POMATA, PE; WEDEMEYER , C; CALVO, DJ

Carlos Paz- Prov. de Cordoba

Congreso; XXXVII Reunión Nacional de la Sociedad Argentina de Investigación Bioquímica y Biología Molecular; 2001

Sociedad Argentina de Investigación Bioquímica y Biología Molecular

Hyperpolarization-activated currents have been involved in regulation of cellular excitability in a variety of neural and non-neural tissue. They are activated by hyperpolarizing the cellular membrane below resting potential, rising an inward current that repolarizes the membrane. This phenomenon called anomalous rectification (IAR) can be mediated through two types of ion channels, the potassium inward rectifier (Kir) and the hyperpolarization-activated cationic channels (Ih). In order to characterize hyperpolarization-activated currents in layer V pyramidal neurons of mice frontal cortex we performed whole cell recordings in acute brain slices. In most cells the hyperpolarizing current-voltage relationship (I-V) from –50 to –140 mV showed an inward current starting at voltage near –60mV. Under current clamp conditions an hyperpolarization pulse of –100pA shows a depolarizing sag towards resting potential due to IAR activation. This anomalous rectification is blocked by external Cs+ but it is insensitive to tetrodotoxin, the potassium channel blockers tetraetilamonium and 4-aminopyridine, and to Ca2+ replacement by Co2+. The maximum IAR at –150mV varies between –300 and –700pA and its half-activation is –105 mV. The current turns on with a delay of some milliseconds and relaxes to steady-state in 1 or 2 seconds.
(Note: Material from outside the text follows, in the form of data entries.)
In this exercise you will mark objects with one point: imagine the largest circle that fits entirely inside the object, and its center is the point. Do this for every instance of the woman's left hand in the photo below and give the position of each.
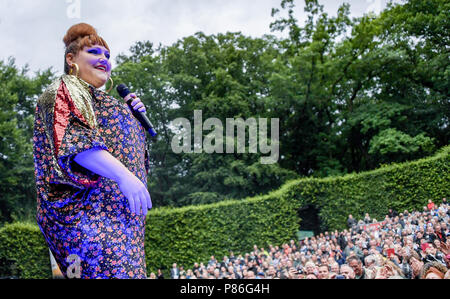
(137, 104)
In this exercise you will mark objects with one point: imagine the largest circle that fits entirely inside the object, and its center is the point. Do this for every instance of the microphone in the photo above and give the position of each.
(123, 91)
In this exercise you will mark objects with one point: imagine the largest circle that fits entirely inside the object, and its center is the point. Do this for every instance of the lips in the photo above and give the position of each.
(101, 68)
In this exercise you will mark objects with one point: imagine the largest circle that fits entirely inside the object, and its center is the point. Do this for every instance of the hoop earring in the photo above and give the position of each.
(112, 85)
(77, 68)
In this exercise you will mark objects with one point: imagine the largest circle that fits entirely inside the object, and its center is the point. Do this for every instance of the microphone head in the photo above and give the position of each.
(123, 90)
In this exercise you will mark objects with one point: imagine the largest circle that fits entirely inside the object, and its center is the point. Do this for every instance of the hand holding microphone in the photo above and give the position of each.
(134, 103)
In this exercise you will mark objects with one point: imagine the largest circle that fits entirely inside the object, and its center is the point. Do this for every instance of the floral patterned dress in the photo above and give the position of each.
(80, 213)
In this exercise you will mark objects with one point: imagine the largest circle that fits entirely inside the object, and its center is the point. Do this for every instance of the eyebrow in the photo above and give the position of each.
(99, 48)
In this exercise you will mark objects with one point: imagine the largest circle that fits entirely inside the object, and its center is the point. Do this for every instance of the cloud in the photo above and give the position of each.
(32, 30)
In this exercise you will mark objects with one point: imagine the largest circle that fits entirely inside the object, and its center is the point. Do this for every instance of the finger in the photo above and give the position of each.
(132, 205)
(149, 201)
(135, 102)
(144, 204)
(137, 202)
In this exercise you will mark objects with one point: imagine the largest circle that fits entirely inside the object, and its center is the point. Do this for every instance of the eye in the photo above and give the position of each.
(93, 51)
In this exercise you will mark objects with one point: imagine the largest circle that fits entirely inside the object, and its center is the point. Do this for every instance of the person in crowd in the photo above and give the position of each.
(433, 270)
(351, 222)
(399, 247)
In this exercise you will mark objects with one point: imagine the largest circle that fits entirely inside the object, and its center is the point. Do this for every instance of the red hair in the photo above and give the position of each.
(80, 36)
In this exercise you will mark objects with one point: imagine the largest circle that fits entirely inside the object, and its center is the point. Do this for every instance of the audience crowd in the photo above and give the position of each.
(408, 245)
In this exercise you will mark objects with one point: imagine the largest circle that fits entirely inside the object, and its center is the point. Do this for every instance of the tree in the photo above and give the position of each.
(18, 95)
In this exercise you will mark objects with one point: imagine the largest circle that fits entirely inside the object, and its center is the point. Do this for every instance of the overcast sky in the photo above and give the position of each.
(31, 31)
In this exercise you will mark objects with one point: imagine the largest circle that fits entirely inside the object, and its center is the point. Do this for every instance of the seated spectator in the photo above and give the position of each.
(347, 272)
(433, 270)
(360, 272)
(323, 272)
(351, 222)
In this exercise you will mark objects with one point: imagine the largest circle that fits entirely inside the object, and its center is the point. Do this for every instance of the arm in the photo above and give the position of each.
(103, 163)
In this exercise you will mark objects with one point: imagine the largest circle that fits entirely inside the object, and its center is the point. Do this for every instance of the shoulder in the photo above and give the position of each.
(49, 95)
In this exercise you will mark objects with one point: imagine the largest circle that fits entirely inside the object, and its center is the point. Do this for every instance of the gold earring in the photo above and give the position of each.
(77, 68)
(112, 85)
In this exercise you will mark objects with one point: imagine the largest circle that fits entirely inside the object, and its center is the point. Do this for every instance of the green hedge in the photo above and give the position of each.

Its activation at –105mV is well described by two exponential with a fast time constant of about 40ms and a slow one about 550ms. The rate of activation have strong voltage dependence with faster activation at more negative potential. The amplitude and half-activation are also dependent of extracellular K+ concentration. High K+ concentration (10mM) increase IAR amplitude and shift activation to more positive potentials while reduced extracellular K+ has the opposite effect. These data shows that layer V pyramidal neurons of mice frontal cortex posses hyperpolarization-activated currents that may contribute to firing regulation. The fast component of the kinetics and the high K+ effect account for the Kir nature of the current but the activation range and initial delay are characteristic of Ih channels mediated current. So we conclude that in these cell co-exists the two types of hyperpolarization-activated currents, but further experiments are needed to find the contribution ef each one.